Winnipeg's Departures make music that reflects the terrain where they live (cold, windswept) and speaks of long hours spent locked up honing their sound until it emerged pure and diamond sharp. Their first album, Still and Moving Lines, is out this week and it's as fine an amalgamation of gloomy, intense U.K. post-punk and knotted, intense 1990's North American indie rock as you're likely to hear anytime soon. It's an album that is suffocating and expansive, dark and somehow hopeful, all at once. Certainly worth checking out! We asked the band's Nick Liang what inspired the band and the creation of the album...




This Heat - "SPQR"
Charles Hayward

This Heat made propulsive, minimalist, intellectually engaging music. They did all of that plus while stimulating our darkest sensibilities with both wit and humour. They had a singular worldview that they exactingly exposited with an uncomfortable and claustrophobic sound. Charles Hayward has only grown in his abilities. Alone, in one performance, he translates the intensity that many groups fail to achieve in a lifetime.

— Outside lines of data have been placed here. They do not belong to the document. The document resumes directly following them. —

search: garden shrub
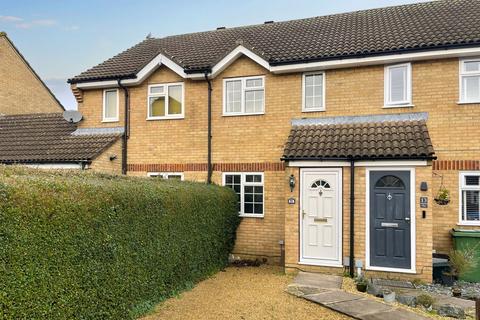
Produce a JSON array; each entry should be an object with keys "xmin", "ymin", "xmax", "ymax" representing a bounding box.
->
[{"xmin": 0, "ymin": 167, "xmax": 240, "ymax": 319}]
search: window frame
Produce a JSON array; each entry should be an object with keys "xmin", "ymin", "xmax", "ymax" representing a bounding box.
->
[
  {"xmin": 302, "ymin": 72, "xmax": 326, "ymax": 112},
  {"xmin": 384, "ymin": 63, "xmax": 412, "ymax": 107},
  {"xmin": 102, "ymin": 88, "xmax": 119, "ymax": 122},
  {"xmin": 147, "ymin": 82, "xmax": 185, "ymax": 120},
  {"xmin": 147, "ymin": 172, "xmax": 184, "ymax": 180},
  {"xmin": 459, "ymin": 58, "xmax": 480, "ymax": 104},
  {"xmin": 222, "ymin": 75, "xmax": 265, "ymax": 116},
  {"xmin": 459, "ymin": 171, "xmax": 480, "ymax": 226},
  {"xmin": 222, "ymin": 172, "xmax": 265, "ymax": 218}
]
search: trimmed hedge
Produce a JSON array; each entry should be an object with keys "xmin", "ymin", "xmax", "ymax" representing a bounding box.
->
[{"xmin": 0, "ymin": 167, "xmax": 240, "ymax": 319}]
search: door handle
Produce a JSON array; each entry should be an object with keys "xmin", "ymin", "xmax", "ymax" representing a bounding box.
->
[{"xmin": 405, "ymin": 217, "xmax": 411, "ymax": 222}]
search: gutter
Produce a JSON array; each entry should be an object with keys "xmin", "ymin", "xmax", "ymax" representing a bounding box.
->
[
  {"xmin": 117, "ymin": 79, "xmax": 130, "ymax": 175},
  {"xmin": 281, "ymin": 156, "xmax": 437, "ymax": 162},
  {"xmin": 204, "ymin": 72, "xmax": 213, "ymax": 184}
]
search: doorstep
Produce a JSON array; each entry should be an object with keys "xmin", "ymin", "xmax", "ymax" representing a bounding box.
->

Lou Reed - "Heavenly Arms"
Very few artists go for shit broke as often as Lou Reed. We discussed Lulu at length upon its release and concluded that although many stretches are unlistenable, it is far more challenging than the glut of "major" releases that year. Much of Lou Reed's music does not meet its listeners half way, but that is one of its many charms. Often the aural stimuli are the least interesting and sometimes least important aspects of the music. The Blue Mask is an example of Lou Reed focusing his strongest impulses while also singing his ass off.


Slow Dancers
Slow Dancers are probably one of Winnipeg's greatest bands, an example of three people who inject their own personality into each part they play. What we respond to the most when seeing a live performance is the display of a dynamic relationship between musicians, not the performance of a song by rote. Slow Dancers cultivate a unique vocabulary that clearly shows that each musician is integral to the final result. There is zero affect in this enterprise; another example of how the music hardly matters, the manner in which they exposit their ideas and make choices resonates deeply. Sincere as fuck.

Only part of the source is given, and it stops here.